Después de que el partido hubiese consumido una hora de juego y que el Mallorca hubiera metido dos goles en la mochila frente a un Osasuna desconocido, el equipo de Lisci tomó cartas en el asunto y estuvo a punto de voltear el marcador. Osasuna rescató un punto frente al Mallorca y también estuvo muy cerca de encadilar todavía más a sus aficionados con una proeza, porque no se debe tomar de otro modo lograr el empate a partir del minuto 90, cuando todo parece bajo control. El equipo de Lisci ofreció un primer tiempo discreto, del que difícilmente fue posible rescatar alguna acción de mérito, pero en la segunda mitad, cuando el Mallorca se había cobrado una diferencia larga gracias a dos dianas de Muriqi, compareció en el encuentro como un huracán y estuvo a punto de llevarse a su rival por delante.

Osasuna firmó una media hora final espléndida que dejó en el aficionado la sensación de victoria -el marcador iba 0-2 en el minuto 89- y en jugadores y técnico la quemazón de la decepción porque se sintió que la tardanza es una pésima compañera si se trata de cumplir los planes. El equipo de Lisci propuso y dispuso de oportunidades como para haber ganado. Los goles llegaron en los minutos 90 y 94, pero aún después hubo ocasiones como para consagrar la redención en el marcador.

Osasuna se queda a medias en la labor de proyectar sus intenciones hacia la zona alta, pero la tarea no queda del todo descompensada porque se siguió la suma, que fue mucho en un encuentro tan disparatado.

Estaba El Sadar dormitando en ese horario confuso para el fútbol, cuando todo el personal saltó con el susto. Los del Mallorca, por el regalo que le concedió Sergio Herrera, los de Osasuna, porque nadie esperaba semejante desenlace a un centro desde el otro lado del campo -del terreno propio de los baleares- que se le escurría al meta rojillo en su intento de despeje y que convertía a Muriqi en goleador sin querer.

Hasta el gol del ariete kosovar, en el minuto 35, no había pasado casi nada relacionado con el gol, aunque estaba siendo más activo y protagonista el Mallorca de Demichelis, que reclamó el balón como estandarte de su necesidad de puntos. Mascarell probó a Sergio Herrera pasada la media hora y el portero rojilló salvó a su equipo del segundo a un minuto del descanso. Osasuna, centrador y espumoso por la banda de Galán y Víctor, solo firmó un remate sucio a los quince minutos. Lo demás fue un desierto de ocasiones. Un aburrimiento para el espectador que esperaba a Osasuna mientras no pasaba nada.
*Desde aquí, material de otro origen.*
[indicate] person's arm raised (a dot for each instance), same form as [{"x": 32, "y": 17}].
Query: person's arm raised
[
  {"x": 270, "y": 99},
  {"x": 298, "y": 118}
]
La reanudación ofreció un segundo tiempo excitante a partir del segundo mazazo de Muriqi. A Osasuna, que salió a por el partido y antes de los quince minutos había alterado en meollo de la alineación con la entrada de Moro y Raúl García por Torró y Rubén García. La apuesta ofensiva de Lisci recibió un manotazo porque en un contragolpe, con el equipo volcado y con el medio centro a otras cosas, el Mallorca forjó una llegada para el lucimiento de Muriqi, letal también con el balón en los pies llegando a recoger la pelota desde el flanco opuesto de donde había llegado la jugada.

El Mallorca, con 0-2, desapareció. Claudicó frente a un Osasuna que se abalanzó sobre él y que, por fin, comenzó a crear peligro. Antes de Virgili fuera expulsado, los rojillos ya habían dispuesto de ocasiones por parte de Budimir y Víctor Muñoz. A quince minutos del final, Lisci remodeló el equipo de la forma que llega desde la desesperación, mantuvo una defensa testimonial con tres hombres -Rosier, Catena y Juan Cruz-, los medios centros fueron Moi y Aimar, y todo lo demás se construyó para el ataque. Raúl García, expulsado en una de las numerosas acometidas de Osasuna, llevó a los dos equipos a la igualdad numérica, pero no desaceleró la animación de los rojillos. Barja -en otra buena aparición- marcó el gol de la esperanza en el minuto 90 y Budimir, que fue mejorando con el paso de los minutos en un encuentro incómodo para él, firmó el empate en el 94. Aún estuvo a punto de completar la remontada con un testarazo de los que no suele fallar. Bastante se hizo en un partido pésimo.